THE WHITE HOUSE
Office of the Press Secretary
STATEMENT BY THE PRESIDENT
Today I am pleased to sign into law H.R. 4931, the "Presidential Transition Act of 2000." This Act amends the Presidential Transition Act of 1963, which was enacted to promote the orderly transfer of power when general elections result in a change in the Presidency. Before 1963, there was no formal provision for such transfer of power, nor were there any Federal funds available to pay for the expenses of the transition. The Presidential Transition Act of 1963 authorized the use of Federal funds for transition activities and charged the General Services Administration (GSA) with providing, upon request, office space and a variety of services to the President-elect.
This Act will further improve the process by which the United States changes Presidential Administrations. It authorizes the GSA to develop and deliver orientation activities for key prospective Presidential appointees. To ensure coordination between the parties involved in this process, GSA should consult with the Office of Personnel Management and the White House Office of Presidential Personnel in the development of these programs. In addition, this Act authorizes the GSA to consult with Presidential candidates prior to the general election, so that they can develop a plan for computer and communications systems that will support the transition between the election and the inauguration.
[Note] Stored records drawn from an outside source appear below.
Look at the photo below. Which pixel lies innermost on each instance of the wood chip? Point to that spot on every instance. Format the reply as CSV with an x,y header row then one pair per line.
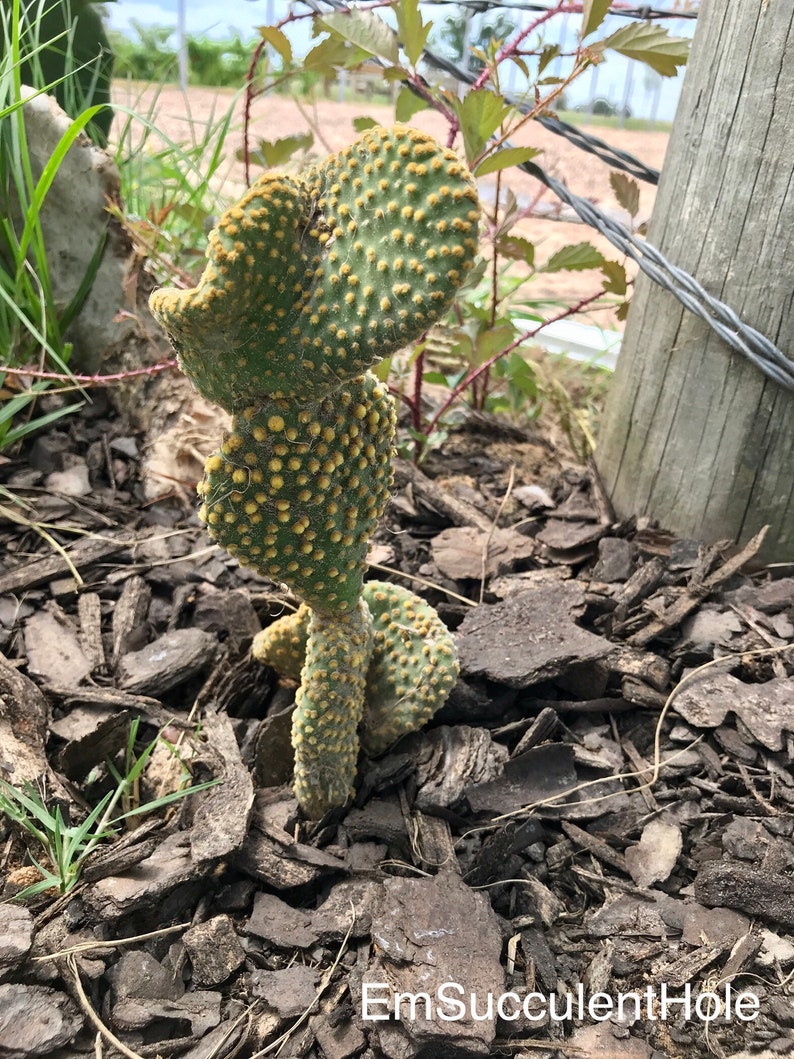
x,y
528,638
83,554
167,662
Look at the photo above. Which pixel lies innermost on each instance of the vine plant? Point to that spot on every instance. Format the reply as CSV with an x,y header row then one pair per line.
x,y
491,313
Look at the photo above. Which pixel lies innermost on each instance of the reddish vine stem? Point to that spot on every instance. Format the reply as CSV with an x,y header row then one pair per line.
x,y
471,376
247,109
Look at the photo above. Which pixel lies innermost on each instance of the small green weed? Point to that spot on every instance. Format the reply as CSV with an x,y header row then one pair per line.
x,y
68,846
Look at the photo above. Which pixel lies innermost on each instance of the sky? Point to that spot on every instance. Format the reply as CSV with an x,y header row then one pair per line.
x,y
618,79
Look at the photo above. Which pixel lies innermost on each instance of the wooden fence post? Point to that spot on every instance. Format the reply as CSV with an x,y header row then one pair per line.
x,y
693,434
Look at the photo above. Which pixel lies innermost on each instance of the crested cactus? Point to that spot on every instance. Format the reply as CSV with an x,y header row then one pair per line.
x,y
310,280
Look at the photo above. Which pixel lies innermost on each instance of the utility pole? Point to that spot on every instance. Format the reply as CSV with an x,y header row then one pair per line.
x,y
693,434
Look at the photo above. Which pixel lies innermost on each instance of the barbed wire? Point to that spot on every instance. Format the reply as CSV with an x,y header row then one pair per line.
x,y
690,293
614,157
483,6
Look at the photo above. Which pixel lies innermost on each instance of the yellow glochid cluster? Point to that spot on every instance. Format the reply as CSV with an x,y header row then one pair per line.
x,y
412,669
310,280
296,491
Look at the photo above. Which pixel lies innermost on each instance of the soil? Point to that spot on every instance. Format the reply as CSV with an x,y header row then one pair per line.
x,y
331,125
605,805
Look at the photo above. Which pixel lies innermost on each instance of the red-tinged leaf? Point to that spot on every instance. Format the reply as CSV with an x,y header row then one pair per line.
x,y
574,258
615,275
504,159
627,192
593,13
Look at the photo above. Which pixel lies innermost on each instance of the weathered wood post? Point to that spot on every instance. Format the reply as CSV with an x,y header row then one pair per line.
x,y
693,434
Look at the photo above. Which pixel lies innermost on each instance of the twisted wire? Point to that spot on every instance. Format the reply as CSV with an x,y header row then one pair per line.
x,y
738,335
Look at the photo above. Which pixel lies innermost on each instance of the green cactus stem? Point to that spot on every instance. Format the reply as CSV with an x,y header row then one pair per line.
x,y
310,280
412,669
328,707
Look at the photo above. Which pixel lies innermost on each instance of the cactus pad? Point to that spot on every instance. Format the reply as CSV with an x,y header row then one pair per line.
x,y
309,281
312,279
328,707
296,490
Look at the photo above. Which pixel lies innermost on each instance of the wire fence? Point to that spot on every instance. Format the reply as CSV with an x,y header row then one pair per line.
x,y
646,13
738,335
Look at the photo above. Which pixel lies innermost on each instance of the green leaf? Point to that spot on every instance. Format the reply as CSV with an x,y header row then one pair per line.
x,y
517,60
574,258
492,341
627,192
480,113
503,159
593,13
615,274
275,153
412,31
329,54
649,43
277,40
365,30
408,104
517,248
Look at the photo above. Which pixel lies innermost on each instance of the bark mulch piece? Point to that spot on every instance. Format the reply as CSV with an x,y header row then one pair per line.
x,y
567,825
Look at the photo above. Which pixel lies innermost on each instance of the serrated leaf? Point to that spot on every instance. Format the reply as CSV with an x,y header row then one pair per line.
x,y
480,113
412,31
615,274
593,13
408,104
649,43
277,40
395,73
517,248
330,54
627,192
365,30
275,153
574,258
517,60
503,159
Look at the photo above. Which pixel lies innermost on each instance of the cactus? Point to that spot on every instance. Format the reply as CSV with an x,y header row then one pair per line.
x,y
310,280
412,669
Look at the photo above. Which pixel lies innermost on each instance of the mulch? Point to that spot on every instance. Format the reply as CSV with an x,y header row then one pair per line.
x,y
605,805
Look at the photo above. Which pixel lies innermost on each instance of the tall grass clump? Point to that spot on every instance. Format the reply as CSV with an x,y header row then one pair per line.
x,y
33,321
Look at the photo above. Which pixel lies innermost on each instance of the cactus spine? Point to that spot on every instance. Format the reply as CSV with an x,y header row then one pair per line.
x,y
310,280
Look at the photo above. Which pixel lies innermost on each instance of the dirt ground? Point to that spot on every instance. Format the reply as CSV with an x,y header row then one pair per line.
x,y
591,843
331,124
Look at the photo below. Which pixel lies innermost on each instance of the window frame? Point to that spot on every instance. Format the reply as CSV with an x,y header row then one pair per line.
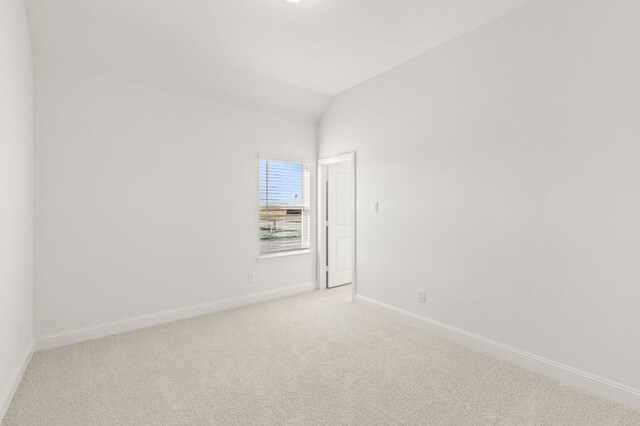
x,y
283,254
This Act also requires the GSA, in consultation with the National Archives and Records Administration, to develop a transition directory. The directory will draw upon the existing body of information that describes the organization and inter-relationships of the executive branch, as well as the authorities and functions of the various departments and agencies. It will serve as a valuable "one-stop shopping" guide to Presidential appointees as they begin to carry out their various responsibilities. The Office of Personnel Management and the White House Office of Presidential Personnel should also be consulted in the development of this directory.
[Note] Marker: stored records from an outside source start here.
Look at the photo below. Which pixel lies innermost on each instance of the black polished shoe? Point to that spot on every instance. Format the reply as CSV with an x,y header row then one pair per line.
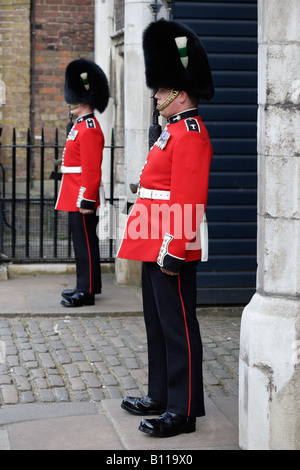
x,y
168,425
78,300
67,293
142,406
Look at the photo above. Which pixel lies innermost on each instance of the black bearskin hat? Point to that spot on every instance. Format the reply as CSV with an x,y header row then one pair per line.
x,y
86,83
180,63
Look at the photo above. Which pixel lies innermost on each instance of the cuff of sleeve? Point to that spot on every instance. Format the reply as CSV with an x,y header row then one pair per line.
x,y
170,263
165,259
84,204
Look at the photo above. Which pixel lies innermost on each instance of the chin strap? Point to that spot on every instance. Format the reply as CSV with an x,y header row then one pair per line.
x,y
171,97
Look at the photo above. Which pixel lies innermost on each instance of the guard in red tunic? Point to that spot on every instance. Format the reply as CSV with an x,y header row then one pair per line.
x,y
86,89
167,230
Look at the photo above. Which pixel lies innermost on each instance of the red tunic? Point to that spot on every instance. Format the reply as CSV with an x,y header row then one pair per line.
x,y
165,230
81,166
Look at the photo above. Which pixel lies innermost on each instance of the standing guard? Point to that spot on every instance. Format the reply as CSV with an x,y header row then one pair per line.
x,y
86,89
163,226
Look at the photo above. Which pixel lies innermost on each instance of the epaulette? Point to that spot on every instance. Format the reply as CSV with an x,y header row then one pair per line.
x,y
192,125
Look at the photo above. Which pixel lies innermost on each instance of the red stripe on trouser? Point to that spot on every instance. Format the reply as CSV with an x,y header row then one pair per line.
x,y
189,346
89,251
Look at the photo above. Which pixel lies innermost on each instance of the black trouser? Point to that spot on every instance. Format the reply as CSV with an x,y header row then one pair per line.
x,y
174,340
86,248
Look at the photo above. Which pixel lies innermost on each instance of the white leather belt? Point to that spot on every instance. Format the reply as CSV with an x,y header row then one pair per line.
x,y
71,169
145,193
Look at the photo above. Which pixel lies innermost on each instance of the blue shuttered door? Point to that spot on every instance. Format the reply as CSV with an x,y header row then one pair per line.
x,y
228,31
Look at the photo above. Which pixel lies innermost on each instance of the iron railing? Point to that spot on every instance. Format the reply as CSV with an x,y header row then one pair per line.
x,y
31,230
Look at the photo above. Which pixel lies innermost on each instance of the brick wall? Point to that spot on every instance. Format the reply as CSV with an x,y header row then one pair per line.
x,y
64,32
14,70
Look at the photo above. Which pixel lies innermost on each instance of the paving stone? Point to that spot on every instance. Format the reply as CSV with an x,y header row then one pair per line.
x,y
84,359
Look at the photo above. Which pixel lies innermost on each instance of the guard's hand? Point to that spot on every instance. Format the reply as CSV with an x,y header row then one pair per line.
x,y
169,273
85,211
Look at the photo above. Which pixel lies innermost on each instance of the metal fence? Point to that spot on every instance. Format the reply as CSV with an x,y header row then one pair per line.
x,y
31,230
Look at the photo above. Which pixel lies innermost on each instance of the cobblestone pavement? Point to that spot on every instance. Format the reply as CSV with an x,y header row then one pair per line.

In approving this measure, I note that section 3 of the Act instructs the Office of Government Ethics to conduct a one-time study and submit to two Congressional committees "a report on improvements to the financial disclosure process for Presidential nominees," which "shall include recommendations and legislative proposals." There is good reason to believe that the financial disclosure process can be improved through streamlining and elimination of duplication without harming the positive intent of the Ethics in Government Act of 1978. The Recommendations Clause of the Constitution (U.S. Const. Art. II, Sec. 3), however, protects the President's power to decline to offer any recommendation to the Congress. Accordingly, to avoid any infringement on the President's constitutionally protected policy making prerogatives, I will construe section 3 of this Act not to extend to the submission of proposals or recommendations that the President finds it unnecessary or inexpedient for the Administration to present.